The following guest post is provided by Louis Wenzlow at Rural Health IT, a collaboration between the Wisconsin Office of Rural Health and the Rural WI Health Cooperative (RWHC). Louis is RWHC’s Director of Health Information Technology and the Chief Information Officer of the RWHC Information Technology Network. Learn more about this blog.
Yesterday I participated in the ONC conference call explaining the new small rural hospital Regional Extension Center (REC) supplemental funding opportunity.
According to the opportunity announcement, the supplemental funding is intended to provide “additional support for staffing and expertise to assist rural CAHs and Rural Hospitals with less than 50 beds in selecting and implementing meaningful electronic health record (EHR) systems.”
I have good news, bad news, good news, and bad news.
The good news is that my concern about the FOA’s “intent” requirement (“Funds can only be used to assist CAH and Rural Hospitals that the REC intended to serve in their original application”) has been allayed. An ONC representative indicated on yesterday’s call that “intent to serve” will be interpreted liberally.
My understanding of ONC’s position is that RECs should use their own discretion in determining whether they had the intent to serve (i.e. the intention does not need to be explicit in the original application.)
See my April 3rd post for more detail on this issue.
The bad news is that at the beginning of the call the ONC representative indicated that the funds should only be used for outpatient projects, with funding to be tied to primary care physician meaningful use attainment.
Am I the only one who found this bizarre? CAHs and small rural hospitals can only become meaningful users of EHRs by meeting the inpatient meaningful use requirements, yet REC funds specifically earmarked for them are not to be used for inpatient projects?
According to ONC’s initial description of how this would work, RECs would get an extra $12,000 per hospital (in addition to the $5,000 per physician they will already receive through the original REC program) for every CAH and small rural hospital in which they help prioritized primary care physicians achieve “eligible professional” meaningful use.
Not only does this methodology neglect the area (inpatient) where CAHs/rural hospitals need the most help, it ignores the fact that a large percentage of small rural hospitals (60% in Wisconsin) do not own primary care clinics and do not employ primary care physicians. Are all these CAHs and rural hospitals that do not fit into ONC’s primary care strategy to be excluded?
The good news is that toward the end of the call ONC softened its position to allow RECs to go ahead and propose to use the funding for inpatient meaningful use work.
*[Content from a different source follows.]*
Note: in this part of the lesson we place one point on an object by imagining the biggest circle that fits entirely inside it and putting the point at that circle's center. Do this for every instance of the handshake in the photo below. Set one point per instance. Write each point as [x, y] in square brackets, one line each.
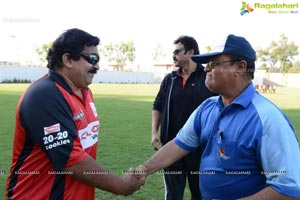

This is very welcome news, and I encourage all RECs to think about what is best for their rural hospitals in deciding how to use these “rural hospital” funds.
The bad news is that RECs throughout the country heard ONC’s overt message, which I would sum up as: Okay, RECs can help on the inpatient side if they really want to, but they don’t have to.
Because ONC does not require or even recommend for RECs to use the rural hospital supplemental funds to help rural hospitals achieve “hospital” (inpatient) meaningful use, my prediction is that many RECs may not go to the trouble of establishing inpatient technical assistance programs. Why not simply take the additional $s for work that has already been committed to with other funds? It seems inconsistent with the stated intent of the supplemental FOA, but the transcript of the call will show the ONC representative saying something to the effect of “no additional work needs to be done for this.”
Those of us who care about rural hospitals and communities need to roll up our sleeves.